The Advisory Council of the Trust, comprised of representatives of community boards along the river, elected officials and members of the Trust board of directors, met on Mon. Sept 15 to discuss the future of what will be the third largest pier element of the park, after Pier 40 and the Gansevoort Peninsula.
“It’s a start of what will be a process that we hope will have a better resolution than Pier 40,” Lawrence B. Goldberg, a member of Community Board 2 and chairperson of the Advisory Council, said later, referring to the fact that selection of a developer for the 15-acre Pier 40 was put on hold in June when the Trust decided not to accept any of three short-listed developers. The Trust is currently developing interim uses for Pier 40.
Balachandran said on Tuesday there was no similarity between Pier 40 and Pier 57. Indeed, Advisory Council members who attended the Monday meeting noted that Pier 57 had fewer constraints than Pier 40, being only a quarter of the size, having no allowance for public parking and having a simpler configuration.
The Advisory Council has established a Pier 57 Task Force, to be headed by Edward C. Kirkland of Community Board 4, which covers Chelsea, and to include representatives from Community Board 2 in the Village and Community Board 1 in Lower Manhattan. “It’s a good solid group to lead the discussion of Pier 57,” Goldberg said.
Pam Frederick, head of the C.B.4 waterfront committee who attended the Monday Advisory Council meeting, said Community Board 4 would be very much against interim uses for Pier 57. “We’ve been burned too often by interim uses overstaying their time on the piers,” Frederick said. She cited the case of Basketball City on Pier 63, which is reluctant to vacate the pier before the end of 2004.
Connie Fishman, Trust vice president, told the Advisory Council on Monday that the goals of the R.F.E.I. are to find quality park-enhancing uses for a combination of cultural, educational and maritime recreation noncommercial and commercial uses. However, the request does not say how much of the pier should be allotted to commercial and noncommercial use.
The Trust will seek stable tenants to occupy, operate and maintain the pier. But the pier is not expected, like Pier 40 or like the entirely commercial Chelsea Piers — Piers 59, 60 and 61 — to generate revenue to support the entire park.

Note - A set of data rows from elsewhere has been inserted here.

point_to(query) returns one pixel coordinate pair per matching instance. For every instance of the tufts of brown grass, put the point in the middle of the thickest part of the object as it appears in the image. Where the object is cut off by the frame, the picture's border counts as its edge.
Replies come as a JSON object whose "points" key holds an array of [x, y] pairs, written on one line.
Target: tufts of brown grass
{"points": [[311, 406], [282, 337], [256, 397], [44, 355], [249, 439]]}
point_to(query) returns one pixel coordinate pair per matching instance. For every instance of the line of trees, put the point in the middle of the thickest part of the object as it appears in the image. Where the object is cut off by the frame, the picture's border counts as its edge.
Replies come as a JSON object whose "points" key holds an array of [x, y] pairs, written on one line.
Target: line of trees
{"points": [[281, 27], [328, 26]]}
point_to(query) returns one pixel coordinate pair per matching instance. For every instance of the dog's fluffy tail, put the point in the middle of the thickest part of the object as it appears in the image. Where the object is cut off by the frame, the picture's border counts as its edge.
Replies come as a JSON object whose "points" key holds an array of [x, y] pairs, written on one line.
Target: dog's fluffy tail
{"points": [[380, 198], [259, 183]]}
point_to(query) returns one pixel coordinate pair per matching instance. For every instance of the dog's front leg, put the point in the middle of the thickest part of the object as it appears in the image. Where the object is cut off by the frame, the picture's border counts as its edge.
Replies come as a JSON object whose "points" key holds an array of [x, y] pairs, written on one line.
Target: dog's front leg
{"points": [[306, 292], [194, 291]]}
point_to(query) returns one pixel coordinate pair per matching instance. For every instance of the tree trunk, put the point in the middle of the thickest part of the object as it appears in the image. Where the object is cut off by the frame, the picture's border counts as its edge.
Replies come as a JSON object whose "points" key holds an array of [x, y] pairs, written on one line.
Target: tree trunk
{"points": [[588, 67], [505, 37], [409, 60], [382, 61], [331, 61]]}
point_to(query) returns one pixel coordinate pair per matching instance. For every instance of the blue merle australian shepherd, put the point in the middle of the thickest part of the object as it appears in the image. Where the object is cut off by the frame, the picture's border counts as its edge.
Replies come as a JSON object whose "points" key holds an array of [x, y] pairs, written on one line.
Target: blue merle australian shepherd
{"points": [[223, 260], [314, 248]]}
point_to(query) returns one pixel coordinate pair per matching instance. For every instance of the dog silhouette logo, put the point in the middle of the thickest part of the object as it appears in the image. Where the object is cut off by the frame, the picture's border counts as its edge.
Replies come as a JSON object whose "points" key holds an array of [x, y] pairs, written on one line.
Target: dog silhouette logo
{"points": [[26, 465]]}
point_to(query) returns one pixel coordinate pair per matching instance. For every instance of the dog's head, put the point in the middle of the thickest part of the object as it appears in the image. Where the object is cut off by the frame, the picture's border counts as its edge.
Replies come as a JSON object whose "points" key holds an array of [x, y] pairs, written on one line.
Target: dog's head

Advisory Council members said Fishman specifically noted that non-maritime recreation was not among the desired goals of the R.F.E.I. The emphasis was on finding unique cultural, educational or recreational maritime activities, goals set forth in the R.F.E.I. Museums, performance centers and the like were on the minds of Advisory Council members.
But maritime transportation uses were not among the goals, so a ferry terminal is not a prospect, although a stop for a water taxi might be. It was also made clear at the Monday meeting that a large retail store on Pier 57 was out of the picture.
“It’s positive that there is a task force to involve community people,” said Assemblymember Deborah Glick. “But our experience at Pier 40 showed us that the Trust was less than interested in community concerns,” added Glick, who attended the Advisory Council meeting. The Assemblymember, however, acknowledged that Pier 57 and Pier 40 were not analogous. Glick lauded the emphasis on cultural and educational uses for Pier 57 and the fact that the pier is not expected to be a cash cow for the park.
Fishman told the Advisory group that the Trust is negotiating with the Metropolitan Transportation Authority to provide some help to keep the pier from deteriorating after it removes the buses in January. The M.T.A. paid no rent for Pier 57 during the 20 years the agency used the pier for a bus depot. Moreover, the Trust spent what one source said was “several hundred thousand dollars” to paint Pier 57 two years ago while it was used as a bus depot.
The original Grace Line Pier between 15th and 16th Sts., Piers 57 burned on Sept. 29, 1947, in a fire that brought more than 200 firefighters to the $5 million pier. A new pier, supported by three giant concrete boxes instead of piles, replaced it.
Construction began in 1950 and was completed in February 1954 at a cost of $12 million.